Among the natural products related to anti-cancer effects, resveratrol is one of the most studied and the only one considered a CRM. Resveratrol is a stilbene belonging to the polyphenols group, found mostly in grape skin, berries, and in small amounts in red wine and other foods. Its primary activity is as an antioxidant, which can be direct or indirect, scavenging ROS and through the modulation of cellular antioxidant pathways [134,135]. In the anti-cancer effects, resveratrol has shown properties both in vitro and in vivo to inhibit the carcinogenesis stages [136] and as a chemotherapeutic agent [137,138] potentially linked to its pro-apoptotic and anti-proliferative actions.
Even though its promising potential is shown in pre-clinical studies, resveratrol has only been tested in clinical studies for CRC (Table 4). In a phase 1 study of stage 1 CRC, the consumption of 0.5 g or 1 g of resveratrol daily for eight days significantly reduced Ki-67-positive cancer cells [131], illustrating the potential neoadjuvant effect of this CRM. In another phase 1 clinical trial of metastatic CRC, the consumption of 5 g of resveratrol daily increased activated caspase-3 activity by up to 40% without affecting the mTOR and WNT/b-catenin pathways [133].
In healthy volunteers, the consumption of resveratrol reduced IGF1 and IGFBP-3 levels [131], but this effect was not observed in oncologic patients, indicating the need for more trials to characterize the effect of resveratrol on the GH/IGF-1 axis [133].
The principal challenge in using natural products like resveratrol is its poor solubility in water and the low bioavailability after intestinal and liver metabolism, reducing the plasmatic and intra-tumoral levels and, thereby, lowering its efficacy. Luckily, recently, advances have been made in the formulation of delivery systems based on nanoparticles that can enhance the target delivery and bioavailability of resveratrol and its derivates [139].
Once an efficient delivery system for resveratrol is established, the dosage must be determined that provides the best effect with minimal side effects, considering its high intestinal and liver metabolism [140,141] and the potential interactions with other SOC therapies or complementary drugs. More extensive clinical trials are needed to determine the effects of resveratrol in a clinical context. Additionally, more comprehensive pre-clinical and clinical studies on metabolites of resveratrol could address the main challenges of delivery and bioavailability of its parental compound [141,142].

6. Discussion

Despite the most recent advances in surgery, chemotherapy, radiotherapy, and biological targeting, cancer remains one of the leading causes of morbidity and mortality. This underscores the necessity for research into complementary therapies that are able to increase disease-free survival, improve quality of life, and potentially lead to complete healing.
Among the most promising complementary therapies, caloric restriction has shown beneficial results in pre-clinical models, including increased lifespan in both non-mammal and mammal models, reduced risk of metabolic diseases, delayed disease progression, and significant anti-carcinogenic and anti-tumoral effects. However, translating these promising preclinical findings to clinical settings has proven challenging.
Firstly, the controlled environment and syngeneic background used in pre-clinical studies reduce the heterogeneity seen in clinical trials.
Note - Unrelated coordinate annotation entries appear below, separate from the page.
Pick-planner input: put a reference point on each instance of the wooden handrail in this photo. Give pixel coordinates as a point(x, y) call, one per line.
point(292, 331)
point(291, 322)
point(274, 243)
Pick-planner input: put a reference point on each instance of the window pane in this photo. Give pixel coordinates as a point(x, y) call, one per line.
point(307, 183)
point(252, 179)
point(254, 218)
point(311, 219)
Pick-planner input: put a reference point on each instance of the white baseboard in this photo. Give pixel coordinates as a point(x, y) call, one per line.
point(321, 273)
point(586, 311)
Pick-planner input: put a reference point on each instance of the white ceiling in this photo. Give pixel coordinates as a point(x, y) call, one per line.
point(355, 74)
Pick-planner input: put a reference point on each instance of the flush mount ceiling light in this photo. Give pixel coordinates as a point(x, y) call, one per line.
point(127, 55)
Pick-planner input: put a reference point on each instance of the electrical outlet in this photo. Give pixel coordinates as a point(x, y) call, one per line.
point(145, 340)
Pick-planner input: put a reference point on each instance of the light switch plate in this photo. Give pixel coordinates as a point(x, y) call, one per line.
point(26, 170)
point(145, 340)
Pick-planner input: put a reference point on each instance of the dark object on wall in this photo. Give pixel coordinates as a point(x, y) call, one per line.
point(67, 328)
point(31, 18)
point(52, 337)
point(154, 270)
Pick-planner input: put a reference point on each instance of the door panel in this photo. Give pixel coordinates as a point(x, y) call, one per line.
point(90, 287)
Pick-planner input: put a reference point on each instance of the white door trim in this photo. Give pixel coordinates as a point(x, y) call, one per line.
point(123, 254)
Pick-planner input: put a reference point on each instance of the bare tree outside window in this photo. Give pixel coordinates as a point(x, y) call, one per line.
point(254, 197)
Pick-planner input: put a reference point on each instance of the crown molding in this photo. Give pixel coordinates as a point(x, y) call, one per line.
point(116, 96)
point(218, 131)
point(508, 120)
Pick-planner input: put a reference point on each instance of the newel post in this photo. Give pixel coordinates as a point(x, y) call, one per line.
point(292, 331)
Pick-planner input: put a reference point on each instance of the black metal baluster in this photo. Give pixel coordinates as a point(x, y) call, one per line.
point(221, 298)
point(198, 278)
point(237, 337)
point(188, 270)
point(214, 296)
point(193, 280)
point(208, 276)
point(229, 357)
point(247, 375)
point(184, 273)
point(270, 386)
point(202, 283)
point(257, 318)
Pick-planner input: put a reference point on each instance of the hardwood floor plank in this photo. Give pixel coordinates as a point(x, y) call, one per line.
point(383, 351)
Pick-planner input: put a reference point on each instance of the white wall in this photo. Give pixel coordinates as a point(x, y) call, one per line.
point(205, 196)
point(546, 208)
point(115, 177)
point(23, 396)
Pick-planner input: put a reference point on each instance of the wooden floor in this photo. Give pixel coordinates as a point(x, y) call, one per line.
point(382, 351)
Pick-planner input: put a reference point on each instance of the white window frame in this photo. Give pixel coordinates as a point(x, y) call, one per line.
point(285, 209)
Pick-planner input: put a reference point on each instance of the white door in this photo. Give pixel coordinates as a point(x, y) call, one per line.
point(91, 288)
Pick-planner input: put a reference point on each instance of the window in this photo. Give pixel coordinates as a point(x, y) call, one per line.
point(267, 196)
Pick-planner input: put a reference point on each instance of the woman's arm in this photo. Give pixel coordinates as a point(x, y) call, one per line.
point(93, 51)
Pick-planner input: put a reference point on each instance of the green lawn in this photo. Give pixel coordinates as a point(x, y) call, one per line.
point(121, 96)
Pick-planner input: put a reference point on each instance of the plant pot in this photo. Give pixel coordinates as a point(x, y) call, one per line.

Unlike clinical studies, where patients can be affected by multiple health issues simultaneously, the controlled conditions in preclinical models do not account for the complex interplay of variabilities present in human subjects, potentially rendering CR interventions less effective.
Additionally, the efficacy of CR depends on maintaining a specific caloric intake and fasting duration, which may be challenging for oncologic patients [13,72,74]. The use of SOC therapy, prescribed or non-prescribed drugs, must also be considered when evaluating the potential benefits of a CR intervention. Even though the ketogenic diet may be the most famous and commonly applied CR intervention, its efficacy in an oncologic context remains questionable. This is due to the difficulty in adapting to ketogenic foods, potential early side effects of carbohydrate restriction, and the challenge of achieving and maintaining ketone blood levels that complicate its application [73,74,84]. Hence, all previous factors may interfere with the outcomes, which could explain the lack of conclusive clinical evidence regarding the addition of KD in oncologic patients.
Given these complexities, it is crucial to interpret these results with caution. Most studies reviewed here are phase I/II trials with very limited sample sizes and often involve highly specific cancer types, which may result in heterogeneous responses when applied to other cancer types and comorbidities. Nonetheless, CR interventions might effectively reduce side effects and potentially enhance anti-tumor responses.
To overcome the challenges of implementing a full CR diet in non-compliant patients, whether due to intolerance or difficulty maintaining fasting periods, the use of CRMs might be the most promising intervention alternative. Preclinical models have demonstrated that CRM can replicate most of the molecular and metabolic effects of CR without the need for a restrictive diet. Among CRM, metformin and aspirin are the most well-known, widely used, and have minimal side effects. They are also inexpensive and over-the-counter drugs [90,123,125,143].
After carefully reviewing the current knowledge, the use of CRMs might be recommended when a particular pathway, such as PI3K/AKT/mTOR or IGF1/IGFBP, is upregulated in the tumor and can be modulated by the intervention. However, more evidence is necessary to determine the most appropriate scenarios for the correct CRM.
As a preventive measure, aspirin is the only CRM with sufficient evidence as a chemopreventive agent in patients with an average cancer risk, particularly for CRC. This may be related to its COX-inhibition effects or its role as a CRM. More studies are needed to elucidate its principal mechanism and potential benefits against other cancer types and to determine the optimal timing for its use.
Metformin also shows potential as a chemopreventive agent. Retrospective studies have shown a reduced cancer risk in patients with Type 2 Diabetes Mellitus who use metformin or combine it with other antidiabetic drugs [92,103,143]. Nonetheless, more studies are required to confirm these findings in both diabetic and healthy populations. Furthermore, there is a need to standardize metformin dosage in oncologic studies, as variability in dosing complicates comparisons between trials and expected outcomes.

7. Conclusions

In conclusion, caloric restriction interventions and the use of caloric restriction mimetics may serve as beneficial complementary therapies in oncology. Their potential to modulate tumor metabolism, growth, and immune response could enhance the efficacy of standard-of-care treatments. Additionally, these complementary therapies’ protective effects on healthy cells may render them more resistant to cytotoxic therapies, potentially decreasing the side effects of CRT. Thus, integrating these approaches into standard oncologic treatment regimens could provide significant benefits to patients.

Author Contributions

U.E.D.-L.-C., writing—original draft, editing, and conceptualization; J.J.P.-T. and S.A.V.-C., writing—review and editing; R.M.-d.-O.-L., supervision; M.d.J.L.-A., A.G.-G. and O.S.-C., conceptualization; A.G.M.-P. and C.R.M.-d.-O.-S., feedback on the manuscript. All authors have read and agreed to the published version of the manuscript.

Funding

This research was funded by the National Council for Humanities Science and Technology (CONAHCYT) grant No. CF-2023-I-1251.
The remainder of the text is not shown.